We shouldn’t do this. We absolutely shouldn’t. But when he covers my mouth with his and thrusts his tongue inside, the world explodes around me in shimmering light. Everything that mattered just a second ago is wiped away. I wrap my arms around him and hold on tight, my nails scratching his shoulders, running over his head while our tongues dance inside our joined mouths. I’m on fire, burning up from the inside out. And I want to. I want to be consumed.

I barely notice until he’s already pressing against me that he’s between my legs. He enters me while we’re still kissing and I moan into his mouth, a mixture of discomfort and satisfaction. Deep, throbbing satisfaction that spreads throughout me, all of it stemming from the place where our bodies are connected.

And this time, it doesn’t hurt. This time, he goes easier, rolling his hips in slow, delicious circles, grinding against my clit, bringing me back to the place I was before he stopped rubbing me.

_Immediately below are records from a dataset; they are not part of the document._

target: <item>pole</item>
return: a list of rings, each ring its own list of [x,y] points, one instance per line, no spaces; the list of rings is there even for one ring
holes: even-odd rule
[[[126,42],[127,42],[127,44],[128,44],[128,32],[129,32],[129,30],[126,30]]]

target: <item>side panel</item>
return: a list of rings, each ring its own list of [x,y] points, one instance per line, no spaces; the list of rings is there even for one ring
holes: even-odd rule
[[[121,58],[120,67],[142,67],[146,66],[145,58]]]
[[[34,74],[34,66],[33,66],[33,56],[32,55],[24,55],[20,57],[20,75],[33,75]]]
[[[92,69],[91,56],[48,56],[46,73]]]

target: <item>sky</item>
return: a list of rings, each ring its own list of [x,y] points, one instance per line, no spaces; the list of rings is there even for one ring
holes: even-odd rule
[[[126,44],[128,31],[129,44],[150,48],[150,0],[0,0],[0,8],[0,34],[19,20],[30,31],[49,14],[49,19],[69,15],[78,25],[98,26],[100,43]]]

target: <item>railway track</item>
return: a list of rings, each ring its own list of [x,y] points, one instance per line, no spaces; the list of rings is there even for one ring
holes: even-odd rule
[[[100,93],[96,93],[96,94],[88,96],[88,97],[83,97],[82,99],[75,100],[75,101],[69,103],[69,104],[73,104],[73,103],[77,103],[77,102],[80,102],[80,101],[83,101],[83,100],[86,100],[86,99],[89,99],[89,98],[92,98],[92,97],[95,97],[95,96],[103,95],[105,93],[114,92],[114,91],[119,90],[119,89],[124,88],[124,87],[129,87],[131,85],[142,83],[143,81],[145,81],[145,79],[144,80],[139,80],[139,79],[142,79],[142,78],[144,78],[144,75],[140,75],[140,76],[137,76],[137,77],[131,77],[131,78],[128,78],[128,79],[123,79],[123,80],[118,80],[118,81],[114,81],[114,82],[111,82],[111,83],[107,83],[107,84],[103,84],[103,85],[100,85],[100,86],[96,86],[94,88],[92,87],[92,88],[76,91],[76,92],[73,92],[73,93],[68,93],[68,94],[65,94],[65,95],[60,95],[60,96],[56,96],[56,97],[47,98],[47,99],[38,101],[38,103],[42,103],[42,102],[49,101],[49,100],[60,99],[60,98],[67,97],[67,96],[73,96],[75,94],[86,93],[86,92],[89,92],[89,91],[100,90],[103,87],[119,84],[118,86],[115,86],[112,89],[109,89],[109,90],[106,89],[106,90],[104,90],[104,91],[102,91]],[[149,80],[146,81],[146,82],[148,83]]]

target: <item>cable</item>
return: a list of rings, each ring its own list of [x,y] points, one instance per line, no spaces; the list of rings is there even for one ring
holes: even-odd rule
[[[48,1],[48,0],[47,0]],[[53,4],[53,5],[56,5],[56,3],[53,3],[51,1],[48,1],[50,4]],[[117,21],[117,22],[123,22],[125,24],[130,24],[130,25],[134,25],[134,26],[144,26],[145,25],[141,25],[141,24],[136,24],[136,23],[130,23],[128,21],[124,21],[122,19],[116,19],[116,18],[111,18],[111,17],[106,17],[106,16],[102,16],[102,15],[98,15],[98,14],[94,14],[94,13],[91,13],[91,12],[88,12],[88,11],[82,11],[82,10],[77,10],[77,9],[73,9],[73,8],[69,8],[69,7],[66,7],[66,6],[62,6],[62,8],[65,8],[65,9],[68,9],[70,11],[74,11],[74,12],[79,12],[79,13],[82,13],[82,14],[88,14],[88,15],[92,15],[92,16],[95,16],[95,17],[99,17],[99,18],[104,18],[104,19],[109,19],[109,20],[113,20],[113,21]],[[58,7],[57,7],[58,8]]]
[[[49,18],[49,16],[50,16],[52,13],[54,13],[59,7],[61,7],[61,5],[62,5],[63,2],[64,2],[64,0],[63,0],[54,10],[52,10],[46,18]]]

He breaks the kiss and I gulp in air before straining upward to meet his lips again. But he has other ideas. He kisses his way down my throat again, this time sweeping his tongue over my skin until I’m whimpering helplessly. Needfully. He goes lower still, running his lips across my collarbone, his hips still rolling, still driving me crazy.

He takes one of my nipples between his lips and sucks on it, flicking his tongue over the tip before releasing it with a popping noise. He does the same to the other one and I have to bite the side of my hand to keep from making a sound. I want to scream, I want to moan his name, I want him to know how incredible this feels.

“So good,” I whisper, and he groans in agreement before driving himself deeper than before.

He kisses me again, again, nibbling my lips, sucking them, brushing his tongue against mine. I’m lost in sensation, lost in him, pushing away everything else—every thought, fear, doubt—in favor of what’s building in me. In both of us. I feel the change in him, the way he’s losing control.

Over me. Losing control over me, because of me.

And that’s what does it. What finally pushes me over the edge into that sweet, dark, blissful place. I cry out inside his mouth when it hits, then shake in his arms while my arms wrap around him and hold tight until the strongest tremors pass.